After his last start in Boston, Manoah even commented (via FanGraphs) that he should throw more of the pitch.
It’s a pitch that can be nasty for Manoah at times, but it’s also a pitch that gets him the all-important groundball. Alek Manoah even has one more pitch in his arsenal that can do the same thing.
The sinker is the ultimate groundball pitch. As previously mentioned, it has the lowest average launch angle of any commonly thrown pitch in baseball. Its velocity paired with downward movement is what forces hitters to smack it into the ground. Alek Manoah’s sinker carries an elite 67.1% groundball rate. While it’s not quite the 74% GB rate that Sandy Alcantara’s sinker induces, 67% is certainly nothing you should sneeze at. To go along with that, it’s a chase machine. Hitters swing 37.5% of the time Manoah throws a sinker outside of the zone. That late movement makes some of those chases absolutely vicious, like this one against Aaron Judge.
Alcantara’s chase rate on the sinker? Only 35.5%. Because of the fantastic late movement that Manoah gets on the pitch, hitters only swing at the sinker 52.4% of the time when it’s INSIDE the zone. Nearly 50% of the time, they just let it go by for an easy strike. All of this in tandem is what makes Alek Manoah’s sinker deadly. Hitters consistently make extremely poor swing decisions against the pitch, and even if they make the right one, it’s going to result in the worst form of batted ball 2/3 times. The sinker is the exact pitch that Manoah needs to lead his arsenal, and become the elite GB pitcher that Alcantara is.

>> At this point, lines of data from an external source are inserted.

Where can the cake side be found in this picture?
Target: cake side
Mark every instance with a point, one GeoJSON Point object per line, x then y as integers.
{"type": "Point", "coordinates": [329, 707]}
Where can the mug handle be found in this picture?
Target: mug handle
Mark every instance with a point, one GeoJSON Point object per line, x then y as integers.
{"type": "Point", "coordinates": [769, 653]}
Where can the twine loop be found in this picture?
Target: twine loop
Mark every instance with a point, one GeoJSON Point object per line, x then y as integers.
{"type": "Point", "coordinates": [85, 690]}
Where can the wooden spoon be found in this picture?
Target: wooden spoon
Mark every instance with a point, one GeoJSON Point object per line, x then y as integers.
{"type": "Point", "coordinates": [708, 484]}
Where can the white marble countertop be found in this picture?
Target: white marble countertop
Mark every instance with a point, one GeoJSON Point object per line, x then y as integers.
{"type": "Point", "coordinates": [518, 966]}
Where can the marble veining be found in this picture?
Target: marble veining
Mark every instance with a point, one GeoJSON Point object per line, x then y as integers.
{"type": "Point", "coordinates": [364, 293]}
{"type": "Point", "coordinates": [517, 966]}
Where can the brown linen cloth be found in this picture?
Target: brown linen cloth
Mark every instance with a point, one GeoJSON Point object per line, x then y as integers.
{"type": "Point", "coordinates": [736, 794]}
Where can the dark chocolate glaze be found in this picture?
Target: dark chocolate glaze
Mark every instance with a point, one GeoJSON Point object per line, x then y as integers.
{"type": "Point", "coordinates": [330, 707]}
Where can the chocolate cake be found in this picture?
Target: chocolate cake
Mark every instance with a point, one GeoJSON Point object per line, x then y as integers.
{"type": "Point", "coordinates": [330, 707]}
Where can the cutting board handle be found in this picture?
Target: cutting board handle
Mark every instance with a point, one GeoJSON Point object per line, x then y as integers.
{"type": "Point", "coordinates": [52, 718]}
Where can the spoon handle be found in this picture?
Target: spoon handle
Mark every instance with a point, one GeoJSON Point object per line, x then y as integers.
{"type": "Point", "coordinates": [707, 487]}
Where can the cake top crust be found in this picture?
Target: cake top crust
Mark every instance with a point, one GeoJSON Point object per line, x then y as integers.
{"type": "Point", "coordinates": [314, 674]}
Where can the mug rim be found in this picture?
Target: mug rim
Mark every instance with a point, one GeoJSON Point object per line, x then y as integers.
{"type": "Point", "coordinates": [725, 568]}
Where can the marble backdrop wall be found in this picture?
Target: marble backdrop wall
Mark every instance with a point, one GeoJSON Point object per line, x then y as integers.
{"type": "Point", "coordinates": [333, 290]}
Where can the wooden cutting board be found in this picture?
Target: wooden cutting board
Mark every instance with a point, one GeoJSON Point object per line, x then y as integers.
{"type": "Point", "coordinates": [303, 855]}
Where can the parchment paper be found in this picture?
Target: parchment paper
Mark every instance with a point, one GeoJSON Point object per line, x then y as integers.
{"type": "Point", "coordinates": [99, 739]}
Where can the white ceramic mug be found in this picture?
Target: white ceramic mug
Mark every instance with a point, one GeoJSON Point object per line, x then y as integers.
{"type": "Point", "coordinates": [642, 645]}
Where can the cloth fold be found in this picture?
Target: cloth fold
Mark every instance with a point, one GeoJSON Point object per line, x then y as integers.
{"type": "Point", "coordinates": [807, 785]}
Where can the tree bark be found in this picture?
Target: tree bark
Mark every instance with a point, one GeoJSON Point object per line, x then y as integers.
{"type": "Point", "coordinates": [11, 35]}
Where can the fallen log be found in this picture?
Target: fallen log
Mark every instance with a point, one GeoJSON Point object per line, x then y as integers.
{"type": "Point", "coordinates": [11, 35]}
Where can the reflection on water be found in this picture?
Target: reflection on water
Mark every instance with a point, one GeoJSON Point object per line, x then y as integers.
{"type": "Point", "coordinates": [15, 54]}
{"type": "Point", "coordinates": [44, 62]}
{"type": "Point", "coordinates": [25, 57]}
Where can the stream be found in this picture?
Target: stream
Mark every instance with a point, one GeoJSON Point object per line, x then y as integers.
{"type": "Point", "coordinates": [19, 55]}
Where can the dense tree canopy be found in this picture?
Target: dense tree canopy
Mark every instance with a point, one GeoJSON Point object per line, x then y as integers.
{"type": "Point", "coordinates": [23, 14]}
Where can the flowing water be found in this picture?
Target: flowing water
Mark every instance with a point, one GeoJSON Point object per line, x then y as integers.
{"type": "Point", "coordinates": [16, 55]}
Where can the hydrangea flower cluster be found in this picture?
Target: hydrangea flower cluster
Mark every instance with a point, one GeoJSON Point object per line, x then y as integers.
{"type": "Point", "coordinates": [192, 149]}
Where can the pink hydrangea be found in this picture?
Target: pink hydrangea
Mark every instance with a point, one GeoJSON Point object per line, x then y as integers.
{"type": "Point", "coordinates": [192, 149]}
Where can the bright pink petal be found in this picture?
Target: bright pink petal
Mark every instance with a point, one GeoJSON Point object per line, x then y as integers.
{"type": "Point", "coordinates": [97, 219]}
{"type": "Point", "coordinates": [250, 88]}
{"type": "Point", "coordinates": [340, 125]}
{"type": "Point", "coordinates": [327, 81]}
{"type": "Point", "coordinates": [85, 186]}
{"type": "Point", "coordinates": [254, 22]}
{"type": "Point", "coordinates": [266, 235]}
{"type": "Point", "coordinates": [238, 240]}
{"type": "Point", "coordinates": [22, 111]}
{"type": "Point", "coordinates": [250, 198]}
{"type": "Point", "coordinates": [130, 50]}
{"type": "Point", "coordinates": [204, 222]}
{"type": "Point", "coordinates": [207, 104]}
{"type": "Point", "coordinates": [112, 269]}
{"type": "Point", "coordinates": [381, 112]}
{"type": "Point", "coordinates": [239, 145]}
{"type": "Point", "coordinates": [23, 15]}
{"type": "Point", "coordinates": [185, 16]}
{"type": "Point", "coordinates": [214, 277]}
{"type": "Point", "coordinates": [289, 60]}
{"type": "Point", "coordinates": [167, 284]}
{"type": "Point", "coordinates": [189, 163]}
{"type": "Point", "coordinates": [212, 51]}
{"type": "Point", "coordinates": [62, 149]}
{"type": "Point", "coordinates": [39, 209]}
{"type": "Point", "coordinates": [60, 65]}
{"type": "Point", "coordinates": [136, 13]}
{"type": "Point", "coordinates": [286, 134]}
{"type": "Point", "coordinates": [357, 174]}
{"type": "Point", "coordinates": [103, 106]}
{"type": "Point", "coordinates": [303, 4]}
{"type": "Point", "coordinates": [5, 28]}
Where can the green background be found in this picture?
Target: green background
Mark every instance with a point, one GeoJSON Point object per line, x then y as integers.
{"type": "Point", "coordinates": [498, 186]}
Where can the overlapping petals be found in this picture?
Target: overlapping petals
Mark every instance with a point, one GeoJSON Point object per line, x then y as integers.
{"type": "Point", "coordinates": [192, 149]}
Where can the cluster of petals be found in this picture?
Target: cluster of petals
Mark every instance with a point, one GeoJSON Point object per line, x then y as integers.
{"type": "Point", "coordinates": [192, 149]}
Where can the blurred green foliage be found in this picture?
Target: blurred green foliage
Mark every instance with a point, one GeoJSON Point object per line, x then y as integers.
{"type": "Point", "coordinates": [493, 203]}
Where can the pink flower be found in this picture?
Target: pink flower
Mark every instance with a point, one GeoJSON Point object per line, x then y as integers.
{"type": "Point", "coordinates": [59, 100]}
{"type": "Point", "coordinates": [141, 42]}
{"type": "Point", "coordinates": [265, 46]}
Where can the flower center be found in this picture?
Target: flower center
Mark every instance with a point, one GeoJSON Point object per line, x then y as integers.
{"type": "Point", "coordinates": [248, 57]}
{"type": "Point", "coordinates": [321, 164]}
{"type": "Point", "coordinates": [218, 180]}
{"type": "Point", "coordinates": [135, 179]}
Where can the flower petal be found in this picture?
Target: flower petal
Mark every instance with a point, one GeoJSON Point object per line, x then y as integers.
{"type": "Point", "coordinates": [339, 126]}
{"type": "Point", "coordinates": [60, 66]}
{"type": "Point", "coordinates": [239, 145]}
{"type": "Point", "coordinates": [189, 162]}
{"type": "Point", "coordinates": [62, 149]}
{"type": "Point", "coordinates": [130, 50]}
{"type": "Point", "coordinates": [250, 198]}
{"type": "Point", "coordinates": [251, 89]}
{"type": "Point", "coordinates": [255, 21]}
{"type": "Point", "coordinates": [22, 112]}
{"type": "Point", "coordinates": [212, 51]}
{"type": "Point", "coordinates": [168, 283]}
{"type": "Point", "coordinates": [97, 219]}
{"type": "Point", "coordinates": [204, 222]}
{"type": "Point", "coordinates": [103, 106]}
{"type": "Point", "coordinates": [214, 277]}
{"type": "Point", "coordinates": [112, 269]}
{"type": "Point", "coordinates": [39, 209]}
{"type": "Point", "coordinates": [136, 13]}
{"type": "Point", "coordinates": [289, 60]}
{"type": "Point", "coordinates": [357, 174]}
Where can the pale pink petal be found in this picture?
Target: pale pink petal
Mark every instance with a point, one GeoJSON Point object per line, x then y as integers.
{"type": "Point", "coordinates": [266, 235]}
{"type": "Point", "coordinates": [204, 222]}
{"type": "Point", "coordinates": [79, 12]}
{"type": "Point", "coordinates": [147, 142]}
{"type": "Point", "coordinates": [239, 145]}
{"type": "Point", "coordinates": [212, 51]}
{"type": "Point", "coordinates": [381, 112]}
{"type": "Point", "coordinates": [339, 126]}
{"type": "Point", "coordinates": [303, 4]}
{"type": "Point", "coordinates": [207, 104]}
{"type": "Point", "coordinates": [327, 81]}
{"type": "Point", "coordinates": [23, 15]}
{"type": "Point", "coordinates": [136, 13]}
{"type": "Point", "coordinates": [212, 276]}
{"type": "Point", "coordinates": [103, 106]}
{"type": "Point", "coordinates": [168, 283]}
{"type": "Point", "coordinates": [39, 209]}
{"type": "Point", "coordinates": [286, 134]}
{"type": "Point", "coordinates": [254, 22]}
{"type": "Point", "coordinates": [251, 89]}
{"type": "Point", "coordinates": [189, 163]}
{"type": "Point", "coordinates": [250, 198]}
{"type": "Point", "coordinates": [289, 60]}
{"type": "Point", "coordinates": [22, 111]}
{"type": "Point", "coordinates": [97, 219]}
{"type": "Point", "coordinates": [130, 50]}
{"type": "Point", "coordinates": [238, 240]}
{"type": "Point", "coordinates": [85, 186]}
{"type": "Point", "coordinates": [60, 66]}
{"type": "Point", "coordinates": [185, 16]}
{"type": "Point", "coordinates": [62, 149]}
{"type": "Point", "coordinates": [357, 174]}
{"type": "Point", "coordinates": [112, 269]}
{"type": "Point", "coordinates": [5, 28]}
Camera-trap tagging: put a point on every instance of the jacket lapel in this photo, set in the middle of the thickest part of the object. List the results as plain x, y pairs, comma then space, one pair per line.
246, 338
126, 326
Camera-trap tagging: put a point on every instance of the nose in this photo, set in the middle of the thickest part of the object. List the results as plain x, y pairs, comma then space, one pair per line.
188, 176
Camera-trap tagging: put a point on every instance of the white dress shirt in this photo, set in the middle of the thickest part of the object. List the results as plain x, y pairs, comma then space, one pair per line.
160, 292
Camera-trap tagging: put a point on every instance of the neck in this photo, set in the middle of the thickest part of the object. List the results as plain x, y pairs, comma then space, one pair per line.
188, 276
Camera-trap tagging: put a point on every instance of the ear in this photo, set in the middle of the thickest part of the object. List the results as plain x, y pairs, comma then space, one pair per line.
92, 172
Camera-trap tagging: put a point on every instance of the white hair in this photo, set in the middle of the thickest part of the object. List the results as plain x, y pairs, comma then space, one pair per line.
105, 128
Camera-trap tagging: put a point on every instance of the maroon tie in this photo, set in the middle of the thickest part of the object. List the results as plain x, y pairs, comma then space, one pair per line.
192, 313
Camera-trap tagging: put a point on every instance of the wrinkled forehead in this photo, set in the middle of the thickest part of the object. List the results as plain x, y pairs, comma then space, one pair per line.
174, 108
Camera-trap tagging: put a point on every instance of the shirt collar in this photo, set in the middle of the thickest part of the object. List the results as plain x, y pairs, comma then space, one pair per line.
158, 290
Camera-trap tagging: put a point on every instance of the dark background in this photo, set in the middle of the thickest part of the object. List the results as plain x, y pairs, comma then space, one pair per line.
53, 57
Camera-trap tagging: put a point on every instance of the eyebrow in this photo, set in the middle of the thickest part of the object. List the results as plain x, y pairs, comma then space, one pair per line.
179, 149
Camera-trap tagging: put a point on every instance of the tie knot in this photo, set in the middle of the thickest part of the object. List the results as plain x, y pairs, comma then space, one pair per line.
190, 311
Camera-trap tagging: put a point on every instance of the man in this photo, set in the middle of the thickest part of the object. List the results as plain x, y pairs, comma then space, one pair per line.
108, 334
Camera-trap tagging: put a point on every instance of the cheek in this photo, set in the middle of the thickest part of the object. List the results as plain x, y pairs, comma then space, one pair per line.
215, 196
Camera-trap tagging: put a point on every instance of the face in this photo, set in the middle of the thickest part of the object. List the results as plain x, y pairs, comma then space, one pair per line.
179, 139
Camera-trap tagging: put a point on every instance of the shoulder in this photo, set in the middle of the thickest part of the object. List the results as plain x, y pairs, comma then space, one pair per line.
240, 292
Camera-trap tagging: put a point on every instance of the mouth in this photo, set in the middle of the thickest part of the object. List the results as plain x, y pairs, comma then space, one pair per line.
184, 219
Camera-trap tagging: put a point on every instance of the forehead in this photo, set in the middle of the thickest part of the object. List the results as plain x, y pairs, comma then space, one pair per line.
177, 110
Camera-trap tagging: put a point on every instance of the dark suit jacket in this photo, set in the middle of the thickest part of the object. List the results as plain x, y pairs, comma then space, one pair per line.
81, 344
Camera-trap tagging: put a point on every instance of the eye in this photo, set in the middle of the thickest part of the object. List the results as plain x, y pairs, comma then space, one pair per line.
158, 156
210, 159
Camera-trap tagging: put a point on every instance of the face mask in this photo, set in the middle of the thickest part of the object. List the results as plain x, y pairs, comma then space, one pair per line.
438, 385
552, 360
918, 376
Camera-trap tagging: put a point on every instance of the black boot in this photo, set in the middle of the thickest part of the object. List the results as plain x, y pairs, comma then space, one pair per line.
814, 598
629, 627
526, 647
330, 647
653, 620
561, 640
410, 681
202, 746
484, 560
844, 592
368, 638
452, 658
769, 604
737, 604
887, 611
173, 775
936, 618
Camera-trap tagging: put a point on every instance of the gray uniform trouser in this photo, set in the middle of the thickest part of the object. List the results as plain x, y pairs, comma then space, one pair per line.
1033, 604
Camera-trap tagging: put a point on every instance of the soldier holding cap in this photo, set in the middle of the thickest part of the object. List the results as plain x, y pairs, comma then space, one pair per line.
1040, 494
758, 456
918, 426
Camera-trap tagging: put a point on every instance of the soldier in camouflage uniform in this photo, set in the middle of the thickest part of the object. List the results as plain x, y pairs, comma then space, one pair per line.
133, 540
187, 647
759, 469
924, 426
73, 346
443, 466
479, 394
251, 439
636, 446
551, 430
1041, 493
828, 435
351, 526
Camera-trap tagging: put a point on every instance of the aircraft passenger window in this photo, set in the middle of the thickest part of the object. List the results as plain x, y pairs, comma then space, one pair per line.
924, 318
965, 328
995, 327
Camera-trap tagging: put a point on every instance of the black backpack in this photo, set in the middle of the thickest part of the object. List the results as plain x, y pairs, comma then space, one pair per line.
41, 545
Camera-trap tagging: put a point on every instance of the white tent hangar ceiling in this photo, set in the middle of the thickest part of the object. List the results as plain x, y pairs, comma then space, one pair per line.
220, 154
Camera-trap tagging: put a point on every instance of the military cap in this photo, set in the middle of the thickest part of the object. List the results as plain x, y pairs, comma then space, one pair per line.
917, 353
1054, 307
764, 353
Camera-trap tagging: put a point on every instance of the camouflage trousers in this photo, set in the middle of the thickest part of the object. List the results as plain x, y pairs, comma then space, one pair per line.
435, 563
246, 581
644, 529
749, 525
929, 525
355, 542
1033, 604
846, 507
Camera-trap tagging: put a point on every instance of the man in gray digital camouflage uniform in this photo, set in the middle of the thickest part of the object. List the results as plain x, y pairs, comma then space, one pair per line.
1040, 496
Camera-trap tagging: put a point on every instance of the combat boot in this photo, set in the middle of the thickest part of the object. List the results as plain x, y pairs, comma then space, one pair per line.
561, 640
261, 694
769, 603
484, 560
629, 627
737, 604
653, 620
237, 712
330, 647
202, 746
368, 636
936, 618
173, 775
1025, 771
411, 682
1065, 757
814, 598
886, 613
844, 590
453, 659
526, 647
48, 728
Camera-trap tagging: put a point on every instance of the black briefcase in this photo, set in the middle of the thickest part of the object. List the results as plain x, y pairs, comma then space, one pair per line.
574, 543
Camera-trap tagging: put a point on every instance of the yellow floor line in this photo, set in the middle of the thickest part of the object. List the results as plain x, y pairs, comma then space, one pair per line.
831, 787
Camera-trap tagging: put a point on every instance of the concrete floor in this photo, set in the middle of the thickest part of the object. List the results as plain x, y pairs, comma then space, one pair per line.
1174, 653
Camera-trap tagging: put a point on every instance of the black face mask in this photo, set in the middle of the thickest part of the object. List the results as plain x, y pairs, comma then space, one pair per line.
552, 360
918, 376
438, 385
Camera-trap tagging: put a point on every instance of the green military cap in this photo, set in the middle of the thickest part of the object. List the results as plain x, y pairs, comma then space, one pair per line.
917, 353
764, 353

Of late, Manoah’s been pretty consistently better at producing grounders.
To go along with that, his GB% by game graph looks rather similar to his sinker usage graph. There’s a definite correlation between sinker usage, and ground balls.
One of the more quiet things about the secret to Sandy Alcantara’s success is his ability to mix pitches. His usage is incredibly spread out. Of late, Manoah’s been following in those footsteps.
So let’s answer the initial question… Can Alek Manoah sustain this level of success? The answer is a definitive maybe.
It’s extremely unlikely that he is able to maintain a sub 2.50 ERA with such a low groundball rate. Based on underlying numbers like xERA, the best he could realistically hope for is something like 3.00. However, if Manoah were able to transform his pitch usage (something he’s already showing signs of), he can become a groundball pitcher like Sandy Alcantara. Manoah throws much softer than Sandy does (about 5 MPH on each pitch on average).
However, he has precisely the same arsenal of pitches, a similar issue with strikeouts, and a shared ability to produce soft contact at will. It’s these similarities that provide the blueprint for sustainability, one that Manoah should follow if he wishes to pitch to this level for years to come.